The CDC did modify their definitions of "vaccine" and "vaccination" on their web site, and some people have taken that to mean various things. I think it was changed early May, 2021.
> Vaccine: A product that stimulates a person’s immune system to produce immunity to a specific disease, protecting the person from that disease. Vaccines are usually administered through needle injections, but can also be administered by mouth or sprayed into the nose.
Current definition:
> Vaccine: A preparation that is used to stimulate the body’s immune response against diseases. Vaccines are usually administered through needle injections, but some can be administered by mouth or sprayed into the nose.
I would say no, since vitamin c doesn’t enhance the body’s immune system against a specific disease.
And the new definition seems to be about the same as the old one, to me at least. The only material difference was the removal of “protecting” (I don’t have the specific wording in front of me)

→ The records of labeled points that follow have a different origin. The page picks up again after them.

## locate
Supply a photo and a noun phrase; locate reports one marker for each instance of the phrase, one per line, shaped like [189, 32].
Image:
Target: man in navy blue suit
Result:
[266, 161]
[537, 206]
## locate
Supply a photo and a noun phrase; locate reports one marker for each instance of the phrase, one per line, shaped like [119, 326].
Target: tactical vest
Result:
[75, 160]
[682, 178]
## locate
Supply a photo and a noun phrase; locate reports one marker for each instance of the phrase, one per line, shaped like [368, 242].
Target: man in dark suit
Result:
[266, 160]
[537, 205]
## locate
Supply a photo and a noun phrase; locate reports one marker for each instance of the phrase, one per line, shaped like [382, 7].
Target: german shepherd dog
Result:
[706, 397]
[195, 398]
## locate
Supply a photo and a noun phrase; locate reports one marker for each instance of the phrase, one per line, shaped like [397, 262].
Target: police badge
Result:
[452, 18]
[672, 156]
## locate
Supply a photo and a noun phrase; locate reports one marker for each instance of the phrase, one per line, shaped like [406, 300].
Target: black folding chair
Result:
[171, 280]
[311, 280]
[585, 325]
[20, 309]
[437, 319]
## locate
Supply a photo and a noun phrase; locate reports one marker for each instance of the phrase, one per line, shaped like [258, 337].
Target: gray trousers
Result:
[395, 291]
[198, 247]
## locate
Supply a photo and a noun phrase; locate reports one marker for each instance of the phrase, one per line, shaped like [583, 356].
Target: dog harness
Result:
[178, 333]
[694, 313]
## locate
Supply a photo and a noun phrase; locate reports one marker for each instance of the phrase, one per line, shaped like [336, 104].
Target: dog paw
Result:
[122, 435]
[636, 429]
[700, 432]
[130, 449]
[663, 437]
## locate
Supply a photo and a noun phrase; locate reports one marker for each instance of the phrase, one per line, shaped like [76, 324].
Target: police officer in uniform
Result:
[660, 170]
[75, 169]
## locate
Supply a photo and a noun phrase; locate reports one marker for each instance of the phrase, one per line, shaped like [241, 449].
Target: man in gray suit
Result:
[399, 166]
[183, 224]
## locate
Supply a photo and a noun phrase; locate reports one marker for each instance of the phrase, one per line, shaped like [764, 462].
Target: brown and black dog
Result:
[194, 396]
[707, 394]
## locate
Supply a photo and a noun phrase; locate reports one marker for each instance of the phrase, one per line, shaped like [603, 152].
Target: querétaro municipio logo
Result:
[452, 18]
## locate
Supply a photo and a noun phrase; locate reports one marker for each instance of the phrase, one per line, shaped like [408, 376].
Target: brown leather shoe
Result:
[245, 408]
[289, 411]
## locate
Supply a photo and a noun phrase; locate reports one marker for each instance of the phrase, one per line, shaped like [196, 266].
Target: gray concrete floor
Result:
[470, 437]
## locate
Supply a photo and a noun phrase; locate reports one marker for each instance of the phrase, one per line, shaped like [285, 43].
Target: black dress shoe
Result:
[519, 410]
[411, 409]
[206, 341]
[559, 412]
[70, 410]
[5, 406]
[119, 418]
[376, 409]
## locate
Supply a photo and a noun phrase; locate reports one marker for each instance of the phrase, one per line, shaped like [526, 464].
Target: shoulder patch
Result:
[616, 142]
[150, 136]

While I can’t attest to what exactly their intent in that deletion was, I can imagine it may have been to remove the temptation to make bad faith interpretations of what “protection” is meant in this context. Clearly though the original context was that vaccines protect us in the same was we mean when we say car seatbelts protect against accidents.
> people arrogantly pushing a drug that was obviously not working on the sole basis they believed it to be the correct thing to do
This is false, 100% false. The vaccines are safe and effective and saved literally millions of lives.
It's disappointing to see this viewpoint here, in this context, and it shows just how terrible the problem with conspiracy theories is. Smart folks are just as easily misled, even when obvious facts are presented to them.
It's only natural conspiracy theories exist: a lot of people don't believe academy anymore, because it sold itself to the market, which cares mostly only about profit, and also they have very poor education which is reinforced by distasteful ill-informed video content mostly (and also reddit). Absurd unlogical theories are the consequence. But they are always rooted in inadaptation/opression/fear.
What's changed my mind is realizing how often things that might be labeled as conspiracy theory actually happen. Even if something didn't happen, many of the fears are actually well grounded and labeling them as such in my opinion reflects a certain amount of lack of empathy on the part of the labeler.
I'm not saying certain beliefs aren't absurd or physically implausible etc. But if they are plausible they're often coming from somewhere reasonable. Widespread conspiracy theories tell you that a large segment of the population doesn't trust something, and the appropriate response is to figure out why that thing might be untrustworthy.
I agree with the linked article, and understand that they are writing to a specific audience. But it has a patronizing tone that I think just reinforces the problems involved. If there's a widespread conspiracy belief, it's not enough to say to have "empathy" for someone who holds it, as that casts the problem as being with the person rather than the things that caused them to lose trust to begin with. You need to be asking why such large parts of the population distrust the subject of the conspiracy and address that.